As of June 30, 2021, we were a blank check company incorporated in the Cayman Islands on August 19, 2020 formed for the purpose of effecting our initial business combination.
On July 16, 2021 (the “Closing Date”), Holley Inc., a Delaware corporation (formerly known as Empower Ltd.) (prior to the Closing Date, “Empower” and after the Closing Date, “Holley”) consummated the previously announced business combination (the “Closing”) pursuant to that certain Agreement and Plan of Merger dated March 11, 2021 (the “Merger Agreement”), by and among Empower Ltd., a Cayman Islands exempted company, Empower Merger Sub I Inc., a Delaware corporation and a direct wholly owned subsidiary of Empower (“Merger Sub I”), Empower Merger Sub II, LLC, a Delaware limited liability company and a direct wholly owned subsidiary of Empower (“Merger Sub II”), and Holley Intermediate Holdings, Inc., a Delaware corporation (“Holley Intermediate”). In connection with the Closing, the registrant changed its name from Empower Ltd. to Holley Inc.
The Merger Agreement provided for, among other things, the following transactions: (i) Empower changed its jurisdiction of incorporation by deregistering as a Cayman Islands exempted company and continuing and domesticating as a corporation incorporated under the laws of the State of Delaware (the “Domestication”), and, in connection with the Domestication, (A) each outstanding Class A ordinary share, par value $0.0001, of Empower (“Empower Class A Share”) converted automatically into one share of common stock of Holley, par value $0.0001 per share (the “Common Stock”) and (B) each outstanding Class B ordinary share of Empower converted automatically into one share of Common Stock; and (ii) following the Domestication, (A) Merger Sub I merged with and into Holley Intermediate, with Holley Intermediate surviving as a wholly owned subsidiary of Empower (“Merger I”), (B) immediately following Merger I, Holley Intermediate merged with and into Merger Sub II, with Merger Sub II surviving as a limited liability company and a wholly owned subsidiary of Empower (“Merger II” and, together with Merger I, the “Mergers”). The transactions set forth in the Merger Agreement, including the Mergers, constituted a “Business Combination” as contemplated by Empower’s amended and restated memorandum and articles of association.
The material provisions of the Merger Agreement are described in Empower’s definitive proxy statement/prospectus filed with the SEC on June 24, 2021 (as amended, the “Proxy Statement/Prospectus”) in the section entitled “
Proposal No.1—The Business Combination Proposal—The Merger Agreement
” beginning on page 104.
Through June 30, 2021, we neither engaged in any operations nor generated any operating revenues. Our only activities from inception through June 30, 2021 were organizational activities, those necessary to prepare for the Initial Public Offering, described below, searching for a business combination and activities in connection with the acquisition of Holley. We expect that we will incur increased expenses as a result of being a public company (for legal, financial reporting, accounting and auditing compliance).

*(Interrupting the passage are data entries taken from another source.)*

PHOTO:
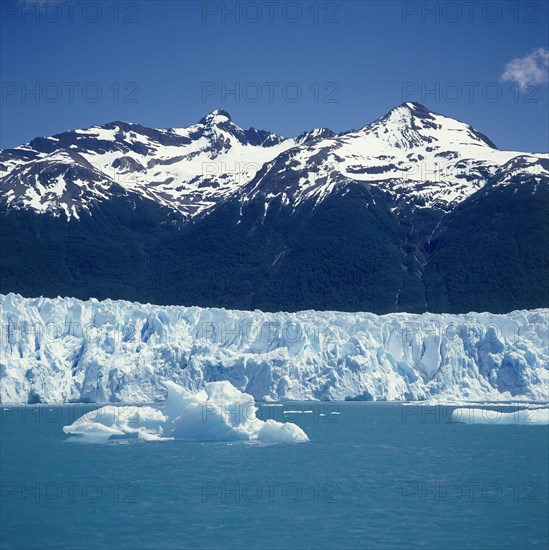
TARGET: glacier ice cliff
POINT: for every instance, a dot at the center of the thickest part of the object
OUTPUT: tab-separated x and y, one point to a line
67	350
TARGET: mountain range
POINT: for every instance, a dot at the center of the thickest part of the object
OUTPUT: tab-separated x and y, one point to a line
413	212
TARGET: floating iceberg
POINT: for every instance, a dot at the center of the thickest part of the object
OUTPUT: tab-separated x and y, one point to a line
218	412
537	416
66	350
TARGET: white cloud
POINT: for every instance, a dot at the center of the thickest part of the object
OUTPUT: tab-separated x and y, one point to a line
530	69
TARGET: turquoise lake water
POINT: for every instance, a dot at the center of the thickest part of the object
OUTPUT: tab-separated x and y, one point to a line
376	475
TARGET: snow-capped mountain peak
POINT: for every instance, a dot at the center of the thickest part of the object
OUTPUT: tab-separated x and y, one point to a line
413	125
416	156
217	116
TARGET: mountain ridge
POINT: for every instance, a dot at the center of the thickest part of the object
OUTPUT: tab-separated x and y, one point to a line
413	212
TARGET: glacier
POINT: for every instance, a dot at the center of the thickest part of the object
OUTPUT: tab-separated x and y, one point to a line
65	350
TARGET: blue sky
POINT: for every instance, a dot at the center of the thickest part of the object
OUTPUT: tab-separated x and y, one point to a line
281	66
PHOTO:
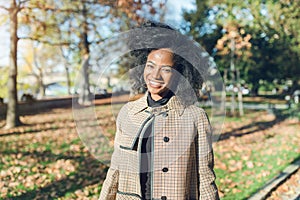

For the three months ended June 30, 2021, we had a net loss of $12,859,424, which consisted of formation and operating costs of $1,655,583, a change in fair value of warrant liability of 9,706,666, a loss on change in FPA liability of $1,500,000 and an unrealized loss on marketable securities held in the trust account of $4,366 which are offset by interest earned on marketable securities held in the trust account of $7,191.
For the six months ended June 30, 2021, we had a net loss of $15,876,912, which consisted of formation and operating costs of $4,592,939, a change in fair value of warrant liability of $10,143,333, a loss on change in FPA liability of $1,200,000, which are offset by interest earned on marketable securities held in the trust account of $59,360.